“Should I date someone who doesn’t like Willie Nelson?”

by: David Courtney

Is not liking Willie Nelson’s music a deal breaker?
Illustration by Jack Unruh

Q:   I just found out that the boy I’ve been dating for the past month and a half not only doesn’t like Willie Nelson’s music but actually dislikes his politics and everything else about him. Other than this, I have found him to be a pretty flawless guy. But is not liking Willie a deal killer?

Name Withheld, Lubbock

A:   In all the years the Texanist has been doling out advice to those in need of it, he doesn’t recall having ever been confronted with a situation quite like the strange and troubling one you have presented to him here. But then he’s never in his whole life come across anyone quite like this beau with whom you’ve been carrying on recently. The Texanist isn’t sure where you’d even meet a person like this. And he’s spent time in some of the world’s seedier cantinas, discotheques, and all-night truck-stop cafes. Even among the most unsavory acquaintances he’s had the displeasure of making in these shabby dens, he’s never met anyone who holds Willie Nelson in such low regard.
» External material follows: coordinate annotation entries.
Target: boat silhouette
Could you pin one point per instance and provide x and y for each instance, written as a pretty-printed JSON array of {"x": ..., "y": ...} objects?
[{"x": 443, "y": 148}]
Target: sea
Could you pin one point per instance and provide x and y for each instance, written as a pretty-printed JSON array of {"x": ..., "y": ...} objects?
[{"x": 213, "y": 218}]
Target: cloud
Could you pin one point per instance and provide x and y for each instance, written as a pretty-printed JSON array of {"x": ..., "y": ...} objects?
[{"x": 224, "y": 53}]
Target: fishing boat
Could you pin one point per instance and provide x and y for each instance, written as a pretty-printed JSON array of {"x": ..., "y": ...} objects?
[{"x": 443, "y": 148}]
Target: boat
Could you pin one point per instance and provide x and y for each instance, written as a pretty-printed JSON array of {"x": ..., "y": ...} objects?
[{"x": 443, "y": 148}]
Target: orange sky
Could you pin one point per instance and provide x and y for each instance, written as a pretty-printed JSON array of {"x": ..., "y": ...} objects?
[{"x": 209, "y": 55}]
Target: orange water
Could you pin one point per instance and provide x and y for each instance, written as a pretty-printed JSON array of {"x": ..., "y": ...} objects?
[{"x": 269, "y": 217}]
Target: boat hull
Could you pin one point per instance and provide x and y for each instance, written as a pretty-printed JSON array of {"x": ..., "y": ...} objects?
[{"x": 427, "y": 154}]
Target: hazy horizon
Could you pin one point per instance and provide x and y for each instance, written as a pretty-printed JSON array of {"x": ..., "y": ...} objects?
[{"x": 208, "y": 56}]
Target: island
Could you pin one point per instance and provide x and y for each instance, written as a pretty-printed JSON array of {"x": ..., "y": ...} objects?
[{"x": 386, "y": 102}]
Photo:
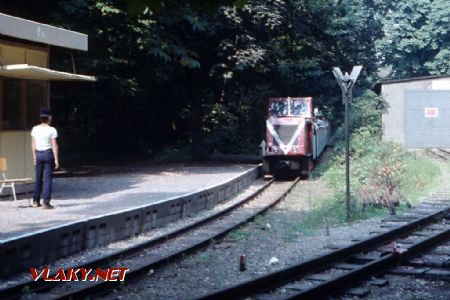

Of course, everyone is entitled to their own musical proclivities. The Texanist, for example, is an admitted Wayne Newton fan. (Hey, it’s his knocking-back-a-scotch-with-a-splash-of-water-and-two-ice-cubes-while-shining-up-for-a-night-on-the-town music! So what?) But disliking Willie—as a singer, a songwriter, an outlaw (of the mostly harmless variety), an unabashed Mary Jane enthusiast, and an incomparable treasure to all of humanity—speaks to your dude’s character. What’s this guy’s deal, anyway? Nobody is here to tell anybody that somebody has to appreciate a particular musical artist as a prerequisite to being anybody’s boyfriend, but by shunning Willie’s transcendent tunesmithing, ever-pleasant warble, and overall munificence, this fellow has really shown himself to be, at the very least, a birdbrain.

In short, you’d have to be crazy (see what the Texanist did there?) to continue in this doomed relationship. If you’d like, the Texanist would be happy to make the phone call for you.